Saturday’s blog saw a surge of
readers, about 200 in the first hour of posting, which is something I’m quite
pleased about as I consider it one of my best in seven years of writing these
rambles. It was intended as a comedy piece but reading it back I am not
entirely sure if that is how it reads. Part of me wonders if the idea of a
mushy pea shop in Nottingham’s Hockley area would be such an outlandish one. Mushy
peas are a Nottingham staple but for some reason it is only at Goose Fair that
they sell. When I returned to Nottingham in 2007 there was a stall in Victoria
Centre which closed down and after a fairly long layoff (following the
refurbishment) was replaced with a café. That there wasn’t enough business to
sustain one mushy pea outlet in the whole of Nottingham is nothing short of a
mystery; imagine how weird it would be if you read in the news that you couldn’t
buy pizza in Italy any longer.
I dusted off the Facebook
group I set up in protest about Mushy pea-gate and changed its name to The Goose Fair ‘Proper’ Mushy Pea Stall Appreciation Society of Nottingham and then
invited a load of my Nottingham friends list to it, only to find that some of
these people had already left the group and as such can’t be re-added. To my
mind this is somewhat unpatriotic, I know that isn’t the right word but you
know what I mean.
To open a mushy pea shop in
Hockley would be a massive financial risk and one for which I would have to
talk to a very understanding bank manager to be granted a loan. I doubt enough
people these days give enough of a shit for a Kickstarter campaign or similar. I
also doubt that it would fall within the interests of any worthy organisation within
Hockley who throw money at creative ideas, so unfortunately it won’t happen.

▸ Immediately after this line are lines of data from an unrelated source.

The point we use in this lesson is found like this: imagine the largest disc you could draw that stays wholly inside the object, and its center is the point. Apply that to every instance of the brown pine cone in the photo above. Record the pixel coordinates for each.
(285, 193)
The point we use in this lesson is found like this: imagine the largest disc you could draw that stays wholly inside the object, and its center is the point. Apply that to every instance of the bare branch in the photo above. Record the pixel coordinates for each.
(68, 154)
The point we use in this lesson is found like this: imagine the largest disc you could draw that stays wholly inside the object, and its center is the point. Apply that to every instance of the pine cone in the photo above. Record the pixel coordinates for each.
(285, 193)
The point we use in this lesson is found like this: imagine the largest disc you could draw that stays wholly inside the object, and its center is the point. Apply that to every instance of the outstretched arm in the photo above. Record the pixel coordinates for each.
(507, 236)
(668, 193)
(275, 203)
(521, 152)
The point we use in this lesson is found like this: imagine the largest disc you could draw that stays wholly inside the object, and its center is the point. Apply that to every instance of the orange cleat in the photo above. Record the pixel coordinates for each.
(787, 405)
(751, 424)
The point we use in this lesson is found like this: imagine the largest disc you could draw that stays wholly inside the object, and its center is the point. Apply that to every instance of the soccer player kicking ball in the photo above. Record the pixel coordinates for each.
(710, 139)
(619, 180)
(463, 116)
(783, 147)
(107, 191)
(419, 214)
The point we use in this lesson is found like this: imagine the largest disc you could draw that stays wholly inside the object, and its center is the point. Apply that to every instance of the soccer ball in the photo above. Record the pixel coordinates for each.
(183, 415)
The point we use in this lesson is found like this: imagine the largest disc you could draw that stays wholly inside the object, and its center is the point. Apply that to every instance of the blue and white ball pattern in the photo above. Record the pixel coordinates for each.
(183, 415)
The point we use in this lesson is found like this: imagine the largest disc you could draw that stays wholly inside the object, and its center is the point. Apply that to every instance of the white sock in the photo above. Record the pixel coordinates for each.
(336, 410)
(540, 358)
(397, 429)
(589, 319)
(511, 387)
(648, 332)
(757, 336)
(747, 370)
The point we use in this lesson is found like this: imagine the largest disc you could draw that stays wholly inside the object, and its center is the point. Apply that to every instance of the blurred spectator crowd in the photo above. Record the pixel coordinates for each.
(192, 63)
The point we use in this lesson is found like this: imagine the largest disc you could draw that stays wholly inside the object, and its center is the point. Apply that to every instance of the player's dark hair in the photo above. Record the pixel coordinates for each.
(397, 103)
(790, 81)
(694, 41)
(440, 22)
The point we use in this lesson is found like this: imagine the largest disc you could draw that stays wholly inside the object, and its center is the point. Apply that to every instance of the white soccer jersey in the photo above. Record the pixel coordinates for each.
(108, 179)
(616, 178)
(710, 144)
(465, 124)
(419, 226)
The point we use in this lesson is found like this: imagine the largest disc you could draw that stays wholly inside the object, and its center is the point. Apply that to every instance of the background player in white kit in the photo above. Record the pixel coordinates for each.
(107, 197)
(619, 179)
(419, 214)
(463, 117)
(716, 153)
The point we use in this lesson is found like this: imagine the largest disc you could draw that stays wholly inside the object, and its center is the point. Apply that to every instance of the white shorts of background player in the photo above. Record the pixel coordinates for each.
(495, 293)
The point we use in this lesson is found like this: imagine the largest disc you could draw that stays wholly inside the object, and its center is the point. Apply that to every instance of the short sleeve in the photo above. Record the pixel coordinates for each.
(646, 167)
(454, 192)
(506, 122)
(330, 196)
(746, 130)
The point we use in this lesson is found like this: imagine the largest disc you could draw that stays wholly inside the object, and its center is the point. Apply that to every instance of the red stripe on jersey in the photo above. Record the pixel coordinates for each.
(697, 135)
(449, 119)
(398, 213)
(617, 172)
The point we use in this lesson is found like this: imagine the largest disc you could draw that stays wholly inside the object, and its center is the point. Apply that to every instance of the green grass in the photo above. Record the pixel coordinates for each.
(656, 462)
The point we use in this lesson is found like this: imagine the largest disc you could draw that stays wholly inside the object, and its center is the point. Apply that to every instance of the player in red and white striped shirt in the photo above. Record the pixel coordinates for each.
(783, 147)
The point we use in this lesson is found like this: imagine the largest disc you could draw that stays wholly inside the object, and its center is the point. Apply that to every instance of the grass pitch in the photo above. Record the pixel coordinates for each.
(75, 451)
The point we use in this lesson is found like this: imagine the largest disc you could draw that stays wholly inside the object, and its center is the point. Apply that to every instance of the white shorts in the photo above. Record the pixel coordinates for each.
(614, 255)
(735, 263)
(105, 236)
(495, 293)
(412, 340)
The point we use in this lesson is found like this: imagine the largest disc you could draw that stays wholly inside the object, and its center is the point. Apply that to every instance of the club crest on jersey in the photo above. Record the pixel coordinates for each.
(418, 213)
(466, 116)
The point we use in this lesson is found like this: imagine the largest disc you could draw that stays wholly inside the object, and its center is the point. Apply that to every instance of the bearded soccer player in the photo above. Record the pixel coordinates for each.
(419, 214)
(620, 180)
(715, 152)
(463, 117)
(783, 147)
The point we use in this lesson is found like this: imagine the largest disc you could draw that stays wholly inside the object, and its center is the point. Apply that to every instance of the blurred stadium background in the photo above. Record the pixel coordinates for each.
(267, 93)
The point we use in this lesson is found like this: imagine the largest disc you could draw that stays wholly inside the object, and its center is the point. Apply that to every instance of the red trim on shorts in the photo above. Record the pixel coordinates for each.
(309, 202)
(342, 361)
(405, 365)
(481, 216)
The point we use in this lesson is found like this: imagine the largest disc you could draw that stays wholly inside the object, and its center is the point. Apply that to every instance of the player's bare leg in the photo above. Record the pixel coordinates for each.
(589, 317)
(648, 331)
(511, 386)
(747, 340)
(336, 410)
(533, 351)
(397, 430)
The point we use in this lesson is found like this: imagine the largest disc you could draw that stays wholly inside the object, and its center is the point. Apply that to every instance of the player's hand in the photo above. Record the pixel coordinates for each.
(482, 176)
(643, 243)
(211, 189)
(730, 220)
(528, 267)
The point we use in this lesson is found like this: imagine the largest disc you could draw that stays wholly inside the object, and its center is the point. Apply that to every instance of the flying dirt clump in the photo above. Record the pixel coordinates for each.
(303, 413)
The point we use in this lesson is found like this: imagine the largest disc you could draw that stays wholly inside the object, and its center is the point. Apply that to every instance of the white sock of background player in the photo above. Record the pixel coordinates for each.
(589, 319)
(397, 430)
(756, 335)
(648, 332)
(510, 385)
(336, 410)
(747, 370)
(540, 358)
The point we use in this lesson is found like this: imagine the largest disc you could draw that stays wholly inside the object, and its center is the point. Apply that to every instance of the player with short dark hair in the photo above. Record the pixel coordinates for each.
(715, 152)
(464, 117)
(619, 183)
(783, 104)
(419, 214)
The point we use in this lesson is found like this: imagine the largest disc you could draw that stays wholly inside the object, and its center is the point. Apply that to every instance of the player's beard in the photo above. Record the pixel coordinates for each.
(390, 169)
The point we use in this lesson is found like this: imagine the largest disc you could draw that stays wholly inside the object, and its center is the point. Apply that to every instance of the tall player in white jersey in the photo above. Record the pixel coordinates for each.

My vision was for a small unit
that would be stripped to give it an industrial feel, bare brick walls and
exposed pipes and beams, the same look that Urban Outfitters spent a fortune
trying to replicate. Nothing apart from bowls of mushy peas would be available
to eat, with a bowl and ladle of mint sauce on the counter along with a bottle
of vinegar, (also a pot of pepper as some people like that, although the last
time my dad saw someone put pepper on his peas at Goose Fair he drew my
attention to it by saying “look at him putting pepper on his peas, dirty
bastard”). The only drinks would be tea and coffee (although I echo my dad’s
sentiments as far as drinking coffee with mushy peas is concerned) and I might
stretch to allow a range of soft drinks. By soft drinks I mean cans of Coke and
lemonade and none of your ridiculous pomegranate and marmalade flavoured spring
water or other such bollocks. in keeping with trying to attract the
slightly-too-short tight trousers and daft hat brigade I would put free wifi in
(the cybercafé seems like something from Victorian times now doesn’t it?) but I
will insist that the background music is strictly ‘fairground’; 1950s rock and
roll with a smattering of 1960s pop.
When I was in the hipster pub
last weekend, I had to wonder where their money came from. I imagine they all work
in those open plan offices where everyone plays on space hoppers all day
without doing any proper work, and when asked they will say that they work in
something that at first hearing you wonder if it really exists. Although these
businesses only last a few months, there seems to be plenty of disposable
pounds and pence to chuck around while it lasts. This could be the reason that
pretentious shops have a tendency to ‘pop up’ as quickly as they do pop off. Is
Hockley ready for a mushy pea shop? Realistically I would say no, but what if I
called it ‘The Pop-Up Organic Craft Vintage Handmade Compacted Petit Pois in a
Mint Infused Vinaigrette Boutique’ and charged a tenner a bowl? Not such a pipe
dream now, Hockley being a place where good ideas go to get stolen and used
with no payment or credit, I expect it will be open in a week.